In the 2000s, Safran also entered the business jet market with Silvercrest. However, the engine, which will exclusively power the Dassault Falcon 5X, is two years behind schedule. Also part of its propulsion activities is theAircelle nacelle business, which Petitcolin admits “has been a bit weak”, although wins on the A320neo for the Leap engine and on the Rolls-Royce Trent 7000-powered A330neo have given it a boost. Meanwhile, its Labinal electrical systems and Messier-Bugatti-Dowty landing gear and brakes units are “number one in the world and self-sustaining”, says Petitcolin.

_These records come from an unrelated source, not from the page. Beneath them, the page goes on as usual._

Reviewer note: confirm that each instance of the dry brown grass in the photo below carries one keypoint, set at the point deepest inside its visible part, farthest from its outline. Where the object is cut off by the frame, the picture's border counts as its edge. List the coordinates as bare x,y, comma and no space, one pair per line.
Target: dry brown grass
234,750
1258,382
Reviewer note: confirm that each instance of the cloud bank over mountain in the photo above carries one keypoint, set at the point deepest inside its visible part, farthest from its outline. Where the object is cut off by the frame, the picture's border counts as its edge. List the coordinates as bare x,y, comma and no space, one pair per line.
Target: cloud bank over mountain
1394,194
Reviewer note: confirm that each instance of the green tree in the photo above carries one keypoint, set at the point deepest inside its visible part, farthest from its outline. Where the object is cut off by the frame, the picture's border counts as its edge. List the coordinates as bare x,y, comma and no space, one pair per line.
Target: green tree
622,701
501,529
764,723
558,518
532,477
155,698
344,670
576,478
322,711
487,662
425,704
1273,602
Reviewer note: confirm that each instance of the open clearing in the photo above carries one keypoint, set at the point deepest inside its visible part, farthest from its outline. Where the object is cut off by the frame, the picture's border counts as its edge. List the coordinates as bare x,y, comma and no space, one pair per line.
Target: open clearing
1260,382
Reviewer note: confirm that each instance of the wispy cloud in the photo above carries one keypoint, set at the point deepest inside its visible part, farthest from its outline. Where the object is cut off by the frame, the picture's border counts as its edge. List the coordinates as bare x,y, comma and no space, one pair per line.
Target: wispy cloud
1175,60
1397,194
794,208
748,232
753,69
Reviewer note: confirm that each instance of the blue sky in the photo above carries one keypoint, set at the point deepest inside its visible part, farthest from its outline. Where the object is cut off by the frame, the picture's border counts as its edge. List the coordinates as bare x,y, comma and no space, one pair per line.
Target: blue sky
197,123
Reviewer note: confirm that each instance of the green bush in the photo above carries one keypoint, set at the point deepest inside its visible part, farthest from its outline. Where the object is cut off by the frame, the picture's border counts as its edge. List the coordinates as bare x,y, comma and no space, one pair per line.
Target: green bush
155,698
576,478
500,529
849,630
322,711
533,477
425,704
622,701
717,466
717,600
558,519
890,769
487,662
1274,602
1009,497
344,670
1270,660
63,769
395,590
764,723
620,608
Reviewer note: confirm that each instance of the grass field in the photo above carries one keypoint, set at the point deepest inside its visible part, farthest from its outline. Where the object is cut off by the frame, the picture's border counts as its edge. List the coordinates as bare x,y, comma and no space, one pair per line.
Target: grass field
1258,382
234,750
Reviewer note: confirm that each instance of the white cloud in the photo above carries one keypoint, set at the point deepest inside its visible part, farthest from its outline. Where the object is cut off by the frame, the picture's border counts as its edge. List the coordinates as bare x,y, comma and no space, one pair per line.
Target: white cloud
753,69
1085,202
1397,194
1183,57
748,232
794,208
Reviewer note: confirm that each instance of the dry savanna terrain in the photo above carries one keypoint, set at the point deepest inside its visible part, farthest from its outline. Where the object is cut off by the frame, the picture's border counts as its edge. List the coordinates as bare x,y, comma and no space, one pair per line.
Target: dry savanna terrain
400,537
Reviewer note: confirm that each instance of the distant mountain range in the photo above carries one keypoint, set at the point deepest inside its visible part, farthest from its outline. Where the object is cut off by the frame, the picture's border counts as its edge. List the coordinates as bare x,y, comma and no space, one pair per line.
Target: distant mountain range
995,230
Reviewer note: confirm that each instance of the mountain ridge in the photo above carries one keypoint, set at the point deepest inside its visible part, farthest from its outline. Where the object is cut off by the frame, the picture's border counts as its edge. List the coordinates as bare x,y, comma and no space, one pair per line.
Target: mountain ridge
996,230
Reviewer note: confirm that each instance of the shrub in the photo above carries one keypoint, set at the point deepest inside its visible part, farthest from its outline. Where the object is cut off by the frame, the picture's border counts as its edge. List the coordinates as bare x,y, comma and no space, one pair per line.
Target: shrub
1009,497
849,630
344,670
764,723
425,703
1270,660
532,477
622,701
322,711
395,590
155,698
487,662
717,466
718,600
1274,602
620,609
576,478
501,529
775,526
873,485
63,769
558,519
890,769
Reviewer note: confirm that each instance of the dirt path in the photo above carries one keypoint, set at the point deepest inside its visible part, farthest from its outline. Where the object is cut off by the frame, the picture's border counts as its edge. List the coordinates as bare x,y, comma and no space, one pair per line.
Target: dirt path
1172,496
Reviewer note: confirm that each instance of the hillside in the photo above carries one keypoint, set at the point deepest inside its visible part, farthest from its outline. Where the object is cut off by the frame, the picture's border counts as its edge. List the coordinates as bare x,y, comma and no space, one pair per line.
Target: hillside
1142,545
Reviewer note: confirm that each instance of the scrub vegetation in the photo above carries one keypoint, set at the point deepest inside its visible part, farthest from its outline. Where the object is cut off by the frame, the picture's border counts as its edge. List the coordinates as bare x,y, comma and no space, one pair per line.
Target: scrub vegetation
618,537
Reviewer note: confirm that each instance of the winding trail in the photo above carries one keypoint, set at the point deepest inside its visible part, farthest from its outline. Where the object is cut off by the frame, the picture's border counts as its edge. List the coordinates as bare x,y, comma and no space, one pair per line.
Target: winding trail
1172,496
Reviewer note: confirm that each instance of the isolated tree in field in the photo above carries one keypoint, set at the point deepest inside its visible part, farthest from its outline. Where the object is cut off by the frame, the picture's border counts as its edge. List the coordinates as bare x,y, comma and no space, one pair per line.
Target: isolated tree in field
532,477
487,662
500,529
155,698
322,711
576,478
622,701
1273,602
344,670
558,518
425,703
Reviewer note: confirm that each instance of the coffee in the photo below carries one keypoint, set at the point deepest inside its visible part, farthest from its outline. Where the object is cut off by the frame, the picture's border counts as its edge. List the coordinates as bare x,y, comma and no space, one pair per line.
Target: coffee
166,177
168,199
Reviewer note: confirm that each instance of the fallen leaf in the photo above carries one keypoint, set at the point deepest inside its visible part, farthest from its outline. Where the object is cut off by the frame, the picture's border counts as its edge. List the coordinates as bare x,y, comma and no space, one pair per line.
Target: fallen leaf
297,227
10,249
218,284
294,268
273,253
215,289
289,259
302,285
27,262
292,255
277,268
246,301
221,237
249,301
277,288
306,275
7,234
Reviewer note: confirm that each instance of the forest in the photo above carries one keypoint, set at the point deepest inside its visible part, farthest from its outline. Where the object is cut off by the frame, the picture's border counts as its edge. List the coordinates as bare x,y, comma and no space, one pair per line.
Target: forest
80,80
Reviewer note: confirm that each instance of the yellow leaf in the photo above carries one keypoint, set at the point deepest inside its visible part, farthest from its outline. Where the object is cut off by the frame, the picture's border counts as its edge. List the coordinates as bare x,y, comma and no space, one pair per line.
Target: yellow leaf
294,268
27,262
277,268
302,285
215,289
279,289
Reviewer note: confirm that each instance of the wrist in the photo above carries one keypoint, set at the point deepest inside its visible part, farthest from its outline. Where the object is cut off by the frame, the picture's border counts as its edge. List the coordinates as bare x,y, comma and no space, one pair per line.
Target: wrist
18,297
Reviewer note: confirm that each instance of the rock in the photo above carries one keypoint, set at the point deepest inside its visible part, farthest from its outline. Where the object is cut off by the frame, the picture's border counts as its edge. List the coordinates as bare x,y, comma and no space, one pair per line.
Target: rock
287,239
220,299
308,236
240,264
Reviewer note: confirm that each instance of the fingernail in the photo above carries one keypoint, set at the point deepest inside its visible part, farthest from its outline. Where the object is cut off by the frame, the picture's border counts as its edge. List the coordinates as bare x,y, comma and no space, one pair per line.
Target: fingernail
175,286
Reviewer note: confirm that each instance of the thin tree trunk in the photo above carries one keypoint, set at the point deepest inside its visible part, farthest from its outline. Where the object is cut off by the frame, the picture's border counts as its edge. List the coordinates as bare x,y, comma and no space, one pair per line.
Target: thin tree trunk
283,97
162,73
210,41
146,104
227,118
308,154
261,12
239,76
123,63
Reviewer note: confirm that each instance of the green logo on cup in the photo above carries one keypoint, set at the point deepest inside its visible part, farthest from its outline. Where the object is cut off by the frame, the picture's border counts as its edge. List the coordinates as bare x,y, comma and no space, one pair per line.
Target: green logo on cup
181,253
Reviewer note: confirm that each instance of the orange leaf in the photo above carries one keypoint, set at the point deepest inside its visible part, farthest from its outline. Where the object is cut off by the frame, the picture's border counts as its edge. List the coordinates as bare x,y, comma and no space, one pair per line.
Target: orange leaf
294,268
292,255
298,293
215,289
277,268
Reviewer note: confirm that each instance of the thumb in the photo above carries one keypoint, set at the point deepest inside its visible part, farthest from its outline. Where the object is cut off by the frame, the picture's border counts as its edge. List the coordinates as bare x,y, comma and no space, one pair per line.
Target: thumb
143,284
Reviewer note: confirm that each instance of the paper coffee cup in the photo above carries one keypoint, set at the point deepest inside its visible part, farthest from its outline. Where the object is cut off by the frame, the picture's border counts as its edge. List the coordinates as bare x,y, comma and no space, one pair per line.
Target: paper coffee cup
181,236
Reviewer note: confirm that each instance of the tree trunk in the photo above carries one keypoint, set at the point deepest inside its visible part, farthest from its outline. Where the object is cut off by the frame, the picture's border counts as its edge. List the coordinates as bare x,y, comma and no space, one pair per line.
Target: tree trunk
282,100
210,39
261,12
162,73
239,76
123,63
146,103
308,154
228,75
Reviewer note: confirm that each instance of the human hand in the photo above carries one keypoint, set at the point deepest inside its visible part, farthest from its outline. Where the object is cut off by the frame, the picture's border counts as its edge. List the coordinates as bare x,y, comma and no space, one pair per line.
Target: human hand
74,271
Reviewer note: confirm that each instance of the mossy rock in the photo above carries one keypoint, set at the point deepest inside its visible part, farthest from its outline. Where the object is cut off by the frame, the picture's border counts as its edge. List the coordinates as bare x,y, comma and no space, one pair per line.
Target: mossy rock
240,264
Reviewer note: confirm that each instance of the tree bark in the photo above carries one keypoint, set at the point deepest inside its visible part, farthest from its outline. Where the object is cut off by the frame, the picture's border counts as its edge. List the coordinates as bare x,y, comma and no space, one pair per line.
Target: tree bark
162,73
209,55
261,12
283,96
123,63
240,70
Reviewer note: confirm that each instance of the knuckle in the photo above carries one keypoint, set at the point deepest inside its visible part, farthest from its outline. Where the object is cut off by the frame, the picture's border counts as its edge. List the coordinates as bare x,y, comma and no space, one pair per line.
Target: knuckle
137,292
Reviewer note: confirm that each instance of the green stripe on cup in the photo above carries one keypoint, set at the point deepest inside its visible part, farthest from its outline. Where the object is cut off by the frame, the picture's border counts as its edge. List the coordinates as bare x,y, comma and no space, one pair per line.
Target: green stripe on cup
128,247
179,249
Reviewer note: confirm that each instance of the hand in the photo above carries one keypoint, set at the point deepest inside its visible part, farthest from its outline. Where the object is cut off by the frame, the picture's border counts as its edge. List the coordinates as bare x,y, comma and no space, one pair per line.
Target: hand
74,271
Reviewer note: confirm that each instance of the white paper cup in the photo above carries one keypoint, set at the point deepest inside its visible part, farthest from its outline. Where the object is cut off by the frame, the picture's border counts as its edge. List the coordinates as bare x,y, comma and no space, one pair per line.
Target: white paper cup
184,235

Under the terms of its covenant with GE, Safran is restricted from developing an engine in the 18,000shp- to 50,000shp-thrust segment outside CFM International before 2040. However, on either side of that range – either in regional or widebody engines – it is free to explore opportunities. “CFM will remain the core of our strategy for 25 years,” says Petitcolin. “Outside CFM, we are open to co-operation that creates value for us.” One option may be “working with the Russians” on a higher-thrust engine for a larger version of the Superjet. “it is under discussion. We will look at it,” he says.
Following the example of Airbus, and latterly Finmeccanica, Safran is the latest European group to announce it plans to bring its legacy businesses under a single umbrella brand: from later this year, Snecma will become Safran Engine Systems, Messier-Bugatti-Dowty Safran Landing Systems and Turbomeca Safran Helicopter Engines, with other units following a similar nomenclature. Petitcolin says the move will encourage managers and employees to think, not as semi-autonomous, semi-competing businesses but as one company.
With the security business looking odds-on to be divested, and the engines business going from strength to strength thanks to CFM and its other GE partnerships, acquistions appear most likely on the aircraft equipment side. Safran – which is 15% owned by the French government – has been repeatedly linked to a purchase of interiors specialist Zodiac. However, while Petitcolin does not rule anything out, he says there is “nothing on the table” with the fellow French company, and, besides, with its strong cash position and lack of debt, Safran will not be forced into any move.
When it comes to talk of consolidation, Petitcolin, however, differentiates between the commercial and defence elements of the business. In defence, where the market in Europe is dominated by a handful of companies supported by their domestic customer but facing shrinking military budgets, closer co-operation or even mergers are necessary, he says: “It is just that everyone believes they [are the] exception.” The situation is different on the commercial side, “where we are all competing successfully as global companies”, he says. “So I am not sure we need consolidation at all.”